The CUDA installer automatically creates a symbolic link that allows the CUDA Toolkit to be accessed from /usr/local/cuda regardless of where it was installed.

  1. Configure the dynamic linker to look for and cache shared libraries under /opt/cuda/lib64 where the NVIDIA installer will place libraries.

    sudo mkdir -p /etc/ld.so.conf.d
    echo "include /etc/ld.so.conf.d/*.conf" |  sudo tee --append /etc/ld.so.conf
    

    The CUDA installer will automatically create a file /etc/ld.so.conf.d/cuda-<VERSION>.conf

  2. Navigate into the directory where the NVIDIA installer was downloaded:

    cd ~/Downloads/
    
  3. Run the installer with the advanced options below:

    sudo ./cuda_<VERSION>_linux.run \
    --toolkit \
    --samples \
    --installpath=/opt/cuda \
    --no-man-page \
    --override \
    --silent
    
  4. Validate the CUDA Toolkit was installed by checking the NVIDIA CUDA compiler version:

    /usr/local/cuda/bin/nvcc --version
    

The CUDA Toolkit is now installed and can be used to compile and run CUDA applications.

Using the NVIDIA CUDA Toolkit

  1. Verify that the NVIDIA device characters files /dev/nvidia* exist and have the correct (0666) file permissions. The character devices should be automatically created on system with the NVIDIA driver loaded through X server, but will not be on systems that do not automatically load the NVIDIA driver.

    ls -l /dev/nvidia*
    
  2. If your system does not have the NVIDIA character devices created automatically, run the script from NVIDIA documentation with root privileges.

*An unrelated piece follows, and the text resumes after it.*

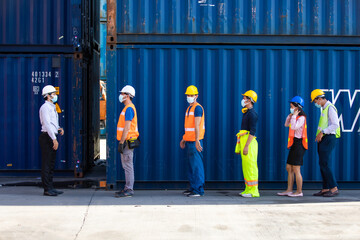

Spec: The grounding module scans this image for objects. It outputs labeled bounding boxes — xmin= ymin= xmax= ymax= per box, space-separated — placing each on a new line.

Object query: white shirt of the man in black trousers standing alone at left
xmin=39 ymin=101 xmax=60 ymax=140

    Alternatively a setuid utility, nvidia-modprobe, can be compiled and installed to automatically create the device character files on-demand.

    wget https://download.nvidia.com/XFree86/nvidia-modprobe/nvidia-modprobe-<VERSION>.tar.bz2
    tar -xvf nvidia-modprobe-<VERSION>.tar.bz2
    cd nvidia-modprobe-<VERSION>/
    make
    sudo make install PREFIX=/usr/local/cuda/
    
  3. When the CUDA toolkit is needed, export PATH variables pointing to the CUDA directories. This will temporarily add CUDA files to the PATH and use the specified linked version of GCC for the terminal session.

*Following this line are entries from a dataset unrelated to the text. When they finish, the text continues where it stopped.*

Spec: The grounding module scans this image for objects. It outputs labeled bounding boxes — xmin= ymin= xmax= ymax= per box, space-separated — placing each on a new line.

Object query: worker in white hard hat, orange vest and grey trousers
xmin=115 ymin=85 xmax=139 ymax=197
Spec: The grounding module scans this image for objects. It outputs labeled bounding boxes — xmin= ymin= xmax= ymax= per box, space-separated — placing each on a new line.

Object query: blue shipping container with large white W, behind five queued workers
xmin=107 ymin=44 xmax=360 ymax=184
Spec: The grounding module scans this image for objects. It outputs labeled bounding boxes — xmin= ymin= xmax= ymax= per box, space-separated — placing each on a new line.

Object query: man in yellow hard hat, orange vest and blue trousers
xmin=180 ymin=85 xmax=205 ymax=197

    export PATH=/usr/local/cuda/bin:$PATH
    export LD_LIBRARY_PATH=/usr/local/cuda/lib64:$LD_LIBRARY_PATH
    

Source code for CUDA sample located at /usr/local/cuda/NVIDIA_CUDA-<VERSION>_Samples. See the CUDA documentation on compiling samples to learn more.

Uninstalling

The NVIDIA drivers and associated software can be uninstalled and nouveau driver restored by:

  1. Run the sudo /usr/local/cuda/bin/cuda-uninstaller.
  2. Follow the prompts on the screen and reboot the system.

Debugging

  • The NVIDIA CUDA installer places logs under /tmp/cuda-installer.log.